Llevo
ya tantos años lamentándome de esta fofa carne traidora que ni tan
siquiera recuerdo el último día que pasé sin un dolor. No hay
jornada en la que no amanezca con una nueva molestia, un viejo
achaque o una imprecisa dolencia que maltrata mi cuerpo y con él
también a mi espíritu.
Huesos,
músculos, tendones vísceras... todas las partes del cuerpo se
conjuran contra mí en una tortuosa y macabra danza que bailan en mi
interior sin que pueda hacer nada para evitarlo. Al contrario, ya que
además todo se ve agravado con la no menos dolorosa certeza de que
el paso del tiempo, lejos de aliviar algo, no hará otra cosa sino
empeorar las cosas y encontrar nuevos modos y órganos donde añadir
dolor. Dolor... Dolor... Siempre más dolor... Dolor sobre esta
odiosa carne que lentamente se va corrompiendo ante mis ojos.
Y
luego está el cansancio. El dolor te sumerge en un inacabable
cansancio denso y profundo en donde el aire que te rodea parece tomar la
consistencia del agua y cada paso, cada movimiento que haces supone
un terrible esfuerzo de tu trémula carne lasa e imperfecta que se
niega a funcionar. Los pulmones están cansados de respirar, el
corazón está cansado de dar latidos, el cerebro se cansa de
obligarlos a funcionar y tu sientes que te bastaría dejarte ir por
un momento, abandonarte y dejar de luchar para que todo dejara de
funcionar de una vez y pudieras, al fin, descansar.
Pero
no. La carne es terca y el instinto de supervivencia poderoso
por lo que no te abandonas y luchas. Luchas por sobrevivir un día
más. Un día más sin esperanzas. Un día más de dolores. Un día
más de ver como tu carne se corrompe... pero un día más al fin y
al cabo. Y a ciertas edades, cada día ganado es una victoria.
Por
todo esto, cada segundo que paso respirando, lamento más y más el
terrible error que cometí en mi infancia. Pero deben comprender, yo
no era más que un crío, un chaval inexperto que lo único que
quería era crecer, hacerme mayor y convertirme en un hombre de
verdad. ¡Oh dios! Lo deseaba con todas mis fuerzas. No había cosa
en el mundo que anhelara con más ahínco.
¡Maldita
sea la hora en que tomé aquella decisión! ¡Qué terrible error!

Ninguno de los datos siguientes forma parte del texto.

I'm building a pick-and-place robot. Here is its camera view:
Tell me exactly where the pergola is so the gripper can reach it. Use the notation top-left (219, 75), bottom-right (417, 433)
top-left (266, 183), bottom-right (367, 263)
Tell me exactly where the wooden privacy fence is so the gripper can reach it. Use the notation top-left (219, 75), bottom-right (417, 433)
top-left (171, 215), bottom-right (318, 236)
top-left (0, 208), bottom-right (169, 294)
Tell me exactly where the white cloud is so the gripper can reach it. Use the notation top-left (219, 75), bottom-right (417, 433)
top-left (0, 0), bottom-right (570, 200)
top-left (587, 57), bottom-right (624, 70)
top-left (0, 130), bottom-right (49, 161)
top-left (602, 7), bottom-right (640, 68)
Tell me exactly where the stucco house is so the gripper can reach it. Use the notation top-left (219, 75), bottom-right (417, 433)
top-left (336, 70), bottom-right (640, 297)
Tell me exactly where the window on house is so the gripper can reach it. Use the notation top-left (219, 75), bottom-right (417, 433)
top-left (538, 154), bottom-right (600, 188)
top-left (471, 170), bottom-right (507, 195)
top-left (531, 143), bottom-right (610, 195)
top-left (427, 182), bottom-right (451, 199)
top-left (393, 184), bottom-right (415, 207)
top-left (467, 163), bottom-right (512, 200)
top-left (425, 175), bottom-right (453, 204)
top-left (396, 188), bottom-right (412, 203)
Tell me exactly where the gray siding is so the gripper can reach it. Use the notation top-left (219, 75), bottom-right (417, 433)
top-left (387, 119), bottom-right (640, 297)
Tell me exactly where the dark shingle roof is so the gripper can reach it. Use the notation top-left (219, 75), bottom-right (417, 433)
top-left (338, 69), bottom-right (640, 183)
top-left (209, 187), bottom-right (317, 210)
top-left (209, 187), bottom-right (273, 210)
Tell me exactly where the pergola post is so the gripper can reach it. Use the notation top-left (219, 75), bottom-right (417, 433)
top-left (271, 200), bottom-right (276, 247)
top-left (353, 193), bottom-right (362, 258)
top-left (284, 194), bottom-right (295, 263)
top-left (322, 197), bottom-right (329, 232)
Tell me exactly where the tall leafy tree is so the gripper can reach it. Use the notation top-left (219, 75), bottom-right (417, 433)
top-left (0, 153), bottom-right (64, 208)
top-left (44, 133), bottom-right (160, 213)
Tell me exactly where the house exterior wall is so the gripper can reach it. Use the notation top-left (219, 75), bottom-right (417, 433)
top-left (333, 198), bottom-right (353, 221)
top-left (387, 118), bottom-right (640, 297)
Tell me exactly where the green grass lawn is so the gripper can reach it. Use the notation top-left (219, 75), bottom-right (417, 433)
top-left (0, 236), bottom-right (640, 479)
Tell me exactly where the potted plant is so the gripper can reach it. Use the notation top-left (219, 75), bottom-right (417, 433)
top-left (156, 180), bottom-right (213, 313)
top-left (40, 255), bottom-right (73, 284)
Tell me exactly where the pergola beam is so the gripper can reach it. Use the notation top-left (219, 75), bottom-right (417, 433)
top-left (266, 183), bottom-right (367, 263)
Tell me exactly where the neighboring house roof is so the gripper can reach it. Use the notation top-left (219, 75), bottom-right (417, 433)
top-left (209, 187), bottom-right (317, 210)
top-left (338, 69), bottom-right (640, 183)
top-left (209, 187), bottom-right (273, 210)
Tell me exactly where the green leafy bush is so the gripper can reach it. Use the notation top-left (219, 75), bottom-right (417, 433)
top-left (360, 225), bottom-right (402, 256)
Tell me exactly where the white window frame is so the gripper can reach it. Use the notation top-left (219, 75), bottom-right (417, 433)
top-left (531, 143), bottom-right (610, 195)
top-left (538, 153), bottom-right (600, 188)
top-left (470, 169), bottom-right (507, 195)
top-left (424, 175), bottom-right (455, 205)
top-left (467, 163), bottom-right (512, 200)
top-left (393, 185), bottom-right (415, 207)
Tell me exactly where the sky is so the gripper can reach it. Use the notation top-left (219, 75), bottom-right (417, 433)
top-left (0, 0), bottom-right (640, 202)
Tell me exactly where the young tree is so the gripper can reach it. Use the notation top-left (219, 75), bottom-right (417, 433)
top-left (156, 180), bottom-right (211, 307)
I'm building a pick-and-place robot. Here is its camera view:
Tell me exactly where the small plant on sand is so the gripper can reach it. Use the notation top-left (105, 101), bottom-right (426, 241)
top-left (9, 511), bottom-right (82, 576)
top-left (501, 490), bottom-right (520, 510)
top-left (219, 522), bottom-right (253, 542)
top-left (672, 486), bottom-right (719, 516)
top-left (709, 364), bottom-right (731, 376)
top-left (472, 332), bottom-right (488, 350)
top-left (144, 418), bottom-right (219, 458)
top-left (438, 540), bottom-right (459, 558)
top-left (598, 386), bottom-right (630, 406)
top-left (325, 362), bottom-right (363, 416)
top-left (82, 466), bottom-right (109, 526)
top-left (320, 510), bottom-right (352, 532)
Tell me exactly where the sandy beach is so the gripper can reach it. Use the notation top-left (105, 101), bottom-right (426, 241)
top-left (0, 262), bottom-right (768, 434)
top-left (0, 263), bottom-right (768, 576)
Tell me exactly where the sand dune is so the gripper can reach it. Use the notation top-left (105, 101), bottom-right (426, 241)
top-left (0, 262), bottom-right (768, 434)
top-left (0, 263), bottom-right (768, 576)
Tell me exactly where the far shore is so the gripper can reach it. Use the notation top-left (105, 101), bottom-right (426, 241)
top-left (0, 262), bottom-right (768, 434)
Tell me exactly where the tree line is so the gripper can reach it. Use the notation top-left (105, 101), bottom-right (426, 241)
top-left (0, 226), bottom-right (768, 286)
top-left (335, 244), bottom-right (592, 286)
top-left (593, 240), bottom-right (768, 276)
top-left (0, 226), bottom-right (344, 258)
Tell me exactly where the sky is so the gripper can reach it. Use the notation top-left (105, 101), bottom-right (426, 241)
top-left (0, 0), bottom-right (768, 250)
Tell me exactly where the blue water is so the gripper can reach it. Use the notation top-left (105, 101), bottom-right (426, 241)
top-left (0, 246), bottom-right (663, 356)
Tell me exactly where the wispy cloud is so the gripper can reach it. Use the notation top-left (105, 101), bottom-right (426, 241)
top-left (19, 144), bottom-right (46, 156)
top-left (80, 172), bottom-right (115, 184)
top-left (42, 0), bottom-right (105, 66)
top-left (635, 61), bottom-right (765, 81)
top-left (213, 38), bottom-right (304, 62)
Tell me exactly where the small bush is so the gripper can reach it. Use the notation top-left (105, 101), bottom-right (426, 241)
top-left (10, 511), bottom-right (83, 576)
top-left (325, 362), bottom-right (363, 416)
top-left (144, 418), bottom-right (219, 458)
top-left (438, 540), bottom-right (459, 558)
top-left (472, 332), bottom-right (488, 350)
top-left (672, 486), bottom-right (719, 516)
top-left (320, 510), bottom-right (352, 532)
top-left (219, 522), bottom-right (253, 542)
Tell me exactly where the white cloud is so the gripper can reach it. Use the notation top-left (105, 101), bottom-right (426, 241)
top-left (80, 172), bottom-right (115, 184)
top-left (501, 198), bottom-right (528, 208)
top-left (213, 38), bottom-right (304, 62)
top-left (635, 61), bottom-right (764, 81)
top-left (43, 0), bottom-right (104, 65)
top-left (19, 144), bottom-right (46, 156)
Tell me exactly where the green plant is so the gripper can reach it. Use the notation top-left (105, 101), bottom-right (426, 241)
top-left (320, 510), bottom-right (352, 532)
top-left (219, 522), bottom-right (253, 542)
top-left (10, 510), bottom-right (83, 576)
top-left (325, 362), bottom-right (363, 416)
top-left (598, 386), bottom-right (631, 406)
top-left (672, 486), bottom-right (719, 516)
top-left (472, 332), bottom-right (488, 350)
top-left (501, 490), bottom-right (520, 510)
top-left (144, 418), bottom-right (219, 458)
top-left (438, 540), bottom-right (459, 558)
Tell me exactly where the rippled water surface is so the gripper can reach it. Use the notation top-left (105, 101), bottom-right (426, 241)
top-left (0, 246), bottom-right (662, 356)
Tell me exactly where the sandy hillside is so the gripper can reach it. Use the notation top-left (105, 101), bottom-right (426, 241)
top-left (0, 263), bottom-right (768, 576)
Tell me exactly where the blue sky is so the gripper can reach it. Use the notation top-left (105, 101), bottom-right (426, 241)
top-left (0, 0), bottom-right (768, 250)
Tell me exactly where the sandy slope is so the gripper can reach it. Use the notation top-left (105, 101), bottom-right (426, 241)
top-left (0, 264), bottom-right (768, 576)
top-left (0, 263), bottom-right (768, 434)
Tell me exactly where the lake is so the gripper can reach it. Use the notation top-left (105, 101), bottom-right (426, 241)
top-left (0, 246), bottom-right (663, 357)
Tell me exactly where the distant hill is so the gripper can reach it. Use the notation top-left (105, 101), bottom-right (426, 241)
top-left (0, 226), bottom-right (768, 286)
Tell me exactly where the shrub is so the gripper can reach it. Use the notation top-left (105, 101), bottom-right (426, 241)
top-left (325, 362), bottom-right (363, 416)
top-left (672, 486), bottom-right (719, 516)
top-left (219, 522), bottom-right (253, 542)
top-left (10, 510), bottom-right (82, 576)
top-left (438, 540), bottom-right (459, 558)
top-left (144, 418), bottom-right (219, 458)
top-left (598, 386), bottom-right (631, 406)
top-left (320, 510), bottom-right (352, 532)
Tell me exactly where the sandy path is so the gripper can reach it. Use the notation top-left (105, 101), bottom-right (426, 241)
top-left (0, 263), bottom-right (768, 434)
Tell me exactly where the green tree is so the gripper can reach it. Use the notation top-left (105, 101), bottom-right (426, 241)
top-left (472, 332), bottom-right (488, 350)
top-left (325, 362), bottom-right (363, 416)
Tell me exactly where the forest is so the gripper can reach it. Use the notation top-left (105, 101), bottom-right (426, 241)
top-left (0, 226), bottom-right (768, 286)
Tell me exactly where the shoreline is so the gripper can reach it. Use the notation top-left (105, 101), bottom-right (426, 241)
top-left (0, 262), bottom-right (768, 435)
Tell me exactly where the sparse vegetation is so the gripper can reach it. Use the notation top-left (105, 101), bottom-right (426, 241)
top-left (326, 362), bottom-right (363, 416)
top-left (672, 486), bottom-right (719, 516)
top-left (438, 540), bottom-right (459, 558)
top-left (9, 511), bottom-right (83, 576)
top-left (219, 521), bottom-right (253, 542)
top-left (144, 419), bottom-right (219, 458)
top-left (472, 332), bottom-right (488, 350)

¡¿Por qué nadie me dijo lo que era hacerse viejo?! ¡Ay si pudiera
volver! Cambiaría mi decisión sin dudarlo ni un minuto, me negaría
a convertirme en un hombre, no crecería y así podría seguir siendo
todavía el niño que era entonces.
En
aquel tiempo yo era indestructible. No me afectaba nada, ni frío, ni
calor, ni hambre, ni cansancio. ¿Y el dolor? Para mí el dolor no
existía. Eso era cosa de los demás que eran unos quejicas. A mí
nunca me dolía nada y no importaba lo duro que fuera el golpe, ni la
altura de la que caía, ni las vueltas que diera antes de aterrizar
en el suelo. Simplemente me levantaba, me sacudía el polvo y seguía
con mis juegos. Y si acaso lloraba no duden de que era más por
llamar la atención que porque me doliera realmente.
¿Y
qué eran los días o las semanas o los meses sino más oportunidades
para retozar? Cuando era un chaval el paso del tiempo tampoco
existía. El desgaste de mi cuerpo se arreglaba con un ligero lijado
y algo de barniz y si por algún motivo y a pesar de todo, un miembro
se me rompía, se cambiaba por otro nuevo y listo. ¡Aquello era
vida!
Y
sin embargo, ahora, ya me ven ustedes. Yo, el ínclito Pinocchio,
convertido en un viejo decrépito que no sabe hacer otra cosa que
contemplar como se va descomponiendo su fofa carne.
¡Aah...
lo que daría por ser de nuevo un niño de madera!